Filler suppression removes common filler words and hesitation markers from the agent's TTS output, producing cleaner and more professional-sounding speech. It is controlled by the enable_filler_suppression boolean column on the agent (default: false).

What Gets Removed

When enabled, the following filler words are stripped from LLM-generated text before it is sent to TTS:

um, uh, uhh, umm, hmm, er, ah
like, you know, I mean, sort of, kind of,

When to Enable vs. Disable

Enable	Disable (Default)
Professional/corporate agents	Conversational, casual agents where fillers sound more human
Medical, legal, or financial use cases	Agents using "deny AI" mode where human-like speech is critical
IVR-style scripted flows	Any agent where natural-sounding pauses improve trust

PUT /api/agents/:id
Content-Type: application/json

{
  "enable_filler_suppression": true
}

Filler suppression operates on the TTS output (the agent's speech), not on the caller's transcribed input. The caller's "um"s and "uh"s still appear in the transcript sent to the LLM, which is usually desirable since it preserves the caller's intent.

8. Noise Suppression

EWT Voice Agent includes a client-side noise gate that suppresses low-amplitude audio chunks before they reach Deepgram. This prevents background noise from generating false transcripts or triggering barge-in.

Two agent columns control this behavior:

enable_noise_suppression (boolean, default false) — Enables the noise gate and also tells Deepgram to strip filler words from transcription results.
noise_gate_threshold (integer 0–100, default 0) — Sets the amplitude threshold. Audio chunks whose average amplitude falls below this level are silently dropped and never sent to Deepgram.

How the Noise Gate Works

Twilio sends mulaw-encoded audio where byte value 255 represents silence.
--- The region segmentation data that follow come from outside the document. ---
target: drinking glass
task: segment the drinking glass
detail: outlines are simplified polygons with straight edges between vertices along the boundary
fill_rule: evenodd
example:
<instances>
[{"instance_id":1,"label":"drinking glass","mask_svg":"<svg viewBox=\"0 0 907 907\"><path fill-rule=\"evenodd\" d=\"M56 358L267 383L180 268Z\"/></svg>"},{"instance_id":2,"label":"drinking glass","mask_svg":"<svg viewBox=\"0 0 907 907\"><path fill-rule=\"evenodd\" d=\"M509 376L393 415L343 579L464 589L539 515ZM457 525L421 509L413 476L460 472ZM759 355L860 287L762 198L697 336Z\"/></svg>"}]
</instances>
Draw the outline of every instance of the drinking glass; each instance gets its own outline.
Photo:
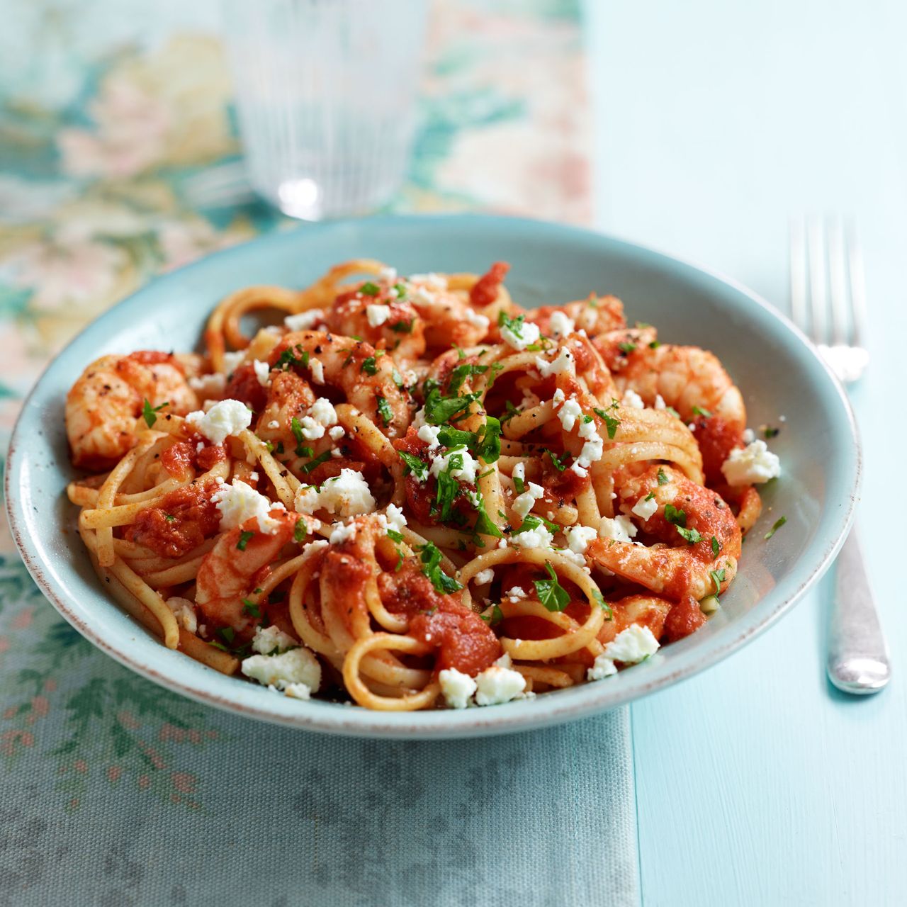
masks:
<instances>
[{"instance_id":1,"label":"drinking glass","mask_svg":"<svg viewBox=\"0 0 907 907\"><path fill-rule=\"evenodd\" d=\"M427 0L223 0L252 188L306 220L391 198L412 147Z\"/></svg>"}]
</instances>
The system calculates the average distance of each byte from 255 across the chunk. The threshold value (0–100) maps to an amplitude range of 0–50. If the average amplitude is below threshold / 2, the chunk is discarded.

Threshold	Effect	Best For
0	No gating (all audio passes through)	Quiet environments, high-quality connections
10–20	Filters subtle background hum, AC noise	Office environments, standard phone calls
30–50	Filters moderate ambient noise	Call centers, busy offices
60–80	Aggressive filtering, only loud speech passes	Outdoor callers, construction sites, driving
90–100	Extremely aggressive — may drop quiet speech	Not recommended for most use cases

PUT /api/agents/:id
Content-Type: application/json

{
  "enable_noise_suppression": true,
  "noise_gate_threshold": 25
}

Setting the threshold too high (above 60) can cause the system to drop legitimate quiet speech, especially from soft-spoken callers or those on speakerphone. Always test with real calls before deploying aggressive thresholds to production.

9. Smart Formatting

Smart formatting is enabled by default (smart_format: true in the Deepgram connection options). It automatically formats common patterns in transcribed text so the LLM receives clean, structured input.

What Gets Formatted

Spoken Input	Raw Transcript	Smart Formatted
"five five five one two three four"	five five five one two three four	555-1234
"twenty five dollars"	twenty five dollars	$25
"january fifteenth twenty twenty six"	january fifteenth twenty twenty six	January 15th, 2026
"three point one four"	three point one four	3.14
"my email is john at example dot com"	my email is john at example dot com	my email is john@example.com

Smart formatting is always on and cannot be disabled per-agent. It works alongside punctuation (punctuate: true), which adds commas, periods, and question marks to the transcript.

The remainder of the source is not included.